Even when we don’t believe it, we believe it a little… When we sometimes hear people say: “I’m so lucky,” “That’s bad luck,” “With a little luck…”, we’re like those who read their horoscope while insisting that they don’t adhere to astrology. So what is this illusion that something foreign and superior governs our lives about? Three elements: our need to control or understand what happens to us; our relationship with others, depending on whether we are luckier or less lucky than them; our self-confidence and our ability to face the unexpected. Our recourse to the idea of ​​luck allows us to explain chance, to interpret the unexpected, even the unhoped-for. Whether good or bad, luck is a magnificent alibi.

Between omnipotence and submission

Let’s go back to the etymology. In old French, luck (same root as “choir,” from cadere, “to fall” in Latin) meant the way the dice fell. By extension, it became a sign of an alea (“game of dice” in Latin) or of a happy chance (az-zahar means “dice” in Arabic). Luck, fortune and chance are therefore closely linked in our beliefs. They allow us to explain a world where everything, the worst as well as the best, can happen. They give meaning to what happens to us and reflect the idea that not everything is explainable, controllable, acceptable. At the same time, they evoke our omnipotence and our submission to an order external to us. Whether we consider ourselves lucky or unlucky, we reveal the story we tell ourselves about ourselves. It is one of the specificities of our species to invent myths in which we give meaning to what happens to us. Can you imagine a gazelle saying to her gazelle friend: “I was lucky today, I didn’t come across a lion”? Psychology explains to us that it is in our childhood that the internal representations of our life were created, the first beliefs, the first stories that were told to us, the first scenarios that we introjected. All this has little to do with reality, but what is reality? Some will consider themselves lucky, even though their life is strewn with trials. Others will lament their lack of luck even though their experiences have been more lenient. It all depends on the story we tell ourselves about how we experience what happens and our resilience in the face of difficulties.

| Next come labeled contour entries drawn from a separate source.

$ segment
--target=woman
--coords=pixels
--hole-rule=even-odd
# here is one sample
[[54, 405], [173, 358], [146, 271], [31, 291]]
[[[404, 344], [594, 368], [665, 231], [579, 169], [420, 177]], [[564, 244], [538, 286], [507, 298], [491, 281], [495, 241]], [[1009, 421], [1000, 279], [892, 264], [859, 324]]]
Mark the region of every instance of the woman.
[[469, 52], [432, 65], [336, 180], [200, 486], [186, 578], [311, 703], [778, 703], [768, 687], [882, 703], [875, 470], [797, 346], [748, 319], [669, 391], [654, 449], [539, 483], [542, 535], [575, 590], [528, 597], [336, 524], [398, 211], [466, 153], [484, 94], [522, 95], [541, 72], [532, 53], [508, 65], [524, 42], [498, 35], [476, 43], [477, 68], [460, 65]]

This belief in luck belongs to those who have faith in miracles, those who sprinkle their lives with little bursts of light, the optimists of the glass half full. “There exists everywhere and always, unconsciously, a disposition to experience a miracle,” Carl Gustav Jung is said to have said in opposition to Sigmund Freud, who saw, in resorting to the idea of ​​luck, only an illusion of control. It is narcissistically nice to say that we are lucky. As if our happiness in love, our fulfilling work or this dream trip meant that, somewhere, we are the chosen ones of something greater than ourselves. And then it seems modest. “What do you want, I was born under a lucky star”, so as not to overwhelm those who would have been born under darker stars. Another story that we tell ourselves. Because the truth is that luck is above all an attitude, a disposition of the mind.

An analytical disposition: the lucky person will look at the world from the angle of what it contains in terms of possibilities; emotional: the lucky person feeds on the satisfaction he obtains in what he receives or undertakes; behavioral: the lucky person puts in place, in his interactions, a creativity that will influence events.